Complexity vs. Performance: Empirical Analysis of Machine Learning as a Service
Ben Y. Zhao
Proceedings of the 17th ACM SIGCOMM Internet Measurement Conference (IMC 2017)
[Full Text in PDF Format, 1.2MB]
Machine learning classifiers are basic research tools used in numerous types of network analysis and modeling. To reduce the need for domain expertise and costs of running local ML classifiers, network researchers can instead rely on centralized Machine Learning as a Service (MLaaS) platforms.
In this paper, we evaluate the effectiveness of MLaaS systems
ranging from fully-automated, turnkey systems to fully-customizable
systems, and find that with more user control comes greater risk.

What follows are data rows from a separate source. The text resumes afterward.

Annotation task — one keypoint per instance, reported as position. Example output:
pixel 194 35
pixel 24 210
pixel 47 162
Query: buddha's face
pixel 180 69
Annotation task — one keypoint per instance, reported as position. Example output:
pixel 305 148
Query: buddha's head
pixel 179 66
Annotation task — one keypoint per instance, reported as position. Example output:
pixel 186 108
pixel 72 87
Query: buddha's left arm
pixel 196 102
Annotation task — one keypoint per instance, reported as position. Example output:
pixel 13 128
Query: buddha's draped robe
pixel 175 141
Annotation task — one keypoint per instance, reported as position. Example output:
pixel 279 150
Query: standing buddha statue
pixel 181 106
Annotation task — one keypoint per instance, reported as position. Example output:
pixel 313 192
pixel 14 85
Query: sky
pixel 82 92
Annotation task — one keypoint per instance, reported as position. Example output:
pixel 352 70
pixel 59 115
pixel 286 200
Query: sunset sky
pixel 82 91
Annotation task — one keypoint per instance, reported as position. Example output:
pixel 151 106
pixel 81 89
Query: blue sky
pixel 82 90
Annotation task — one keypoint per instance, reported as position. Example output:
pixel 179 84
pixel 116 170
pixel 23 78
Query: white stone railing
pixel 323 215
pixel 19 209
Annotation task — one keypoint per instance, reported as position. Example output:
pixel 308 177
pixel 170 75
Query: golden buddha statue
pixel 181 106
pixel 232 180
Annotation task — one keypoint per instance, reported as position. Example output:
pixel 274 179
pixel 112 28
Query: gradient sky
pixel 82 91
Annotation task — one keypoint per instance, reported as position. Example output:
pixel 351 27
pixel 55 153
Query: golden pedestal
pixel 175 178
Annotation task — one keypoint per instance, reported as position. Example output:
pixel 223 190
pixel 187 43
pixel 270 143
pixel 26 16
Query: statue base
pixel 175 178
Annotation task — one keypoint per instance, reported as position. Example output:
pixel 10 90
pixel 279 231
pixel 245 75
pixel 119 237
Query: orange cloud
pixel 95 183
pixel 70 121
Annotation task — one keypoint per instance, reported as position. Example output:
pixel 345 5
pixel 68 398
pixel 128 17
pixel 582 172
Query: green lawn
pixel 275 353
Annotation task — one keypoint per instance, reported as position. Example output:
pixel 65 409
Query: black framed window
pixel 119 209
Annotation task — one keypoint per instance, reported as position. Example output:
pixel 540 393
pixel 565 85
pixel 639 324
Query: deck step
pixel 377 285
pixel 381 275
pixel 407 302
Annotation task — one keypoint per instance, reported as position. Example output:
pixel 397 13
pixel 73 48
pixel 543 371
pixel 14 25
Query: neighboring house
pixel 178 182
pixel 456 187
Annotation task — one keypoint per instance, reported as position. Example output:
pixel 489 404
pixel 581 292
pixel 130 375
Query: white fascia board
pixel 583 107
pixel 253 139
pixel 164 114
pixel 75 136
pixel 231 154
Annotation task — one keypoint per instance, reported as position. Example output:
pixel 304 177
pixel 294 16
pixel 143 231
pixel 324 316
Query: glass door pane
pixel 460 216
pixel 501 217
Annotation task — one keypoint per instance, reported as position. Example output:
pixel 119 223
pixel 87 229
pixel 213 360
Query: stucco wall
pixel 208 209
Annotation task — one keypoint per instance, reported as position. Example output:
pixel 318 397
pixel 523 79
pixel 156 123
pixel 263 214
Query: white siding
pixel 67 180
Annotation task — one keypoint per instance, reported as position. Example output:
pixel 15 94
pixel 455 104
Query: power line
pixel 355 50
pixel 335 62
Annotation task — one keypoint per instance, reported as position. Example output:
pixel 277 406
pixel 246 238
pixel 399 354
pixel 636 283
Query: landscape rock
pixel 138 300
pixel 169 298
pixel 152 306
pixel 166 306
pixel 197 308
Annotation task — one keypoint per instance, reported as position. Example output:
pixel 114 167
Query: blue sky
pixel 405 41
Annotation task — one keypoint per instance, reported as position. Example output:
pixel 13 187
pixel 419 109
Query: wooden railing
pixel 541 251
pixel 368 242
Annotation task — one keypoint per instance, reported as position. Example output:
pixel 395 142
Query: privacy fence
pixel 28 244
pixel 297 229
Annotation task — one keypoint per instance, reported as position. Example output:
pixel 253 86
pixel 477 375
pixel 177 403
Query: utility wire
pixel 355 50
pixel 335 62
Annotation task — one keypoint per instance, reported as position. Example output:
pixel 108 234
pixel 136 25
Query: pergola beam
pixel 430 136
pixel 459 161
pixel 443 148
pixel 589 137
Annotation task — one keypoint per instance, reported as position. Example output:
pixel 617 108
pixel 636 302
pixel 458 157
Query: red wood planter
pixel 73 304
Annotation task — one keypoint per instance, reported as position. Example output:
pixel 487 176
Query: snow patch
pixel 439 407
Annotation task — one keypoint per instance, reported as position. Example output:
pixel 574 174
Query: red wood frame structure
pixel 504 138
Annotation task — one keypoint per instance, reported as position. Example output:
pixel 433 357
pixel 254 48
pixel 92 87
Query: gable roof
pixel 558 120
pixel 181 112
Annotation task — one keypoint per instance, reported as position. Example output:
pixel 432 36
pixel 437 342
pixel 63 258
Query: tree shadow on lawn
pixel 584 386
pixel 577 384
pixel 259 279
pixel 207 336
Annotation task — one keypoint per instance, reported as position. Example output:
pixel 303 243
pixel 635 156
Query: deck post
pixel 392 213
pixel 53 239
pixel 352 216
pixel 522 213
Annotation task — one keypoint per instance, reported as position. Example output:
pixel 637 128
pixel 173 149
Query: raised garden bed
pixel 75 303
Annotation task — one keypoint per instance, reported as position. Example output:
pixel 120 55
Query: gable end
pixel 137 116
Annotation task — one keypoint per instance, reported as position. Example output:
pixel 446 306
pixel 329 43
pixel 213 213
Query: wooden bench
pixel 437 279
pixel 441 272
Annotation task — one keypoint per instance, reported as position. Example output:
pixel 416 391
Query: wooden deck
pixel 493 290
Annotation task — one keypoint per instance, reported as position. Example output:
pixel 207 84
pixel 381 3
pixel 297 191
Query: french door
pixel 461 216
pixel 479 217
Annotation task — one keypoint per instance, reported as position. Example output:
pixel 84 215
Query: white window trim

Good decisions produce even higher performance, and poor decisions
result in harsher performance penalties. We also find that
server side optimizations help fully-automated systems outperform
default settings on competitors, but still lag far behind well-tuned
MLaaS systems which compare favorably to standalone ML libraries.
Finally, we find classifier choice is the dominating factor in determining
model performance, and that users can approximate the
performance of an optimal classifier choice by experimenting with
a small subset of random classifiers. While network researchers
should approach MLaaS systems with caution, they can achieve
results comparable to standalone classifiers if they have sufficient
insight into key decisions like classifiers and feature selection.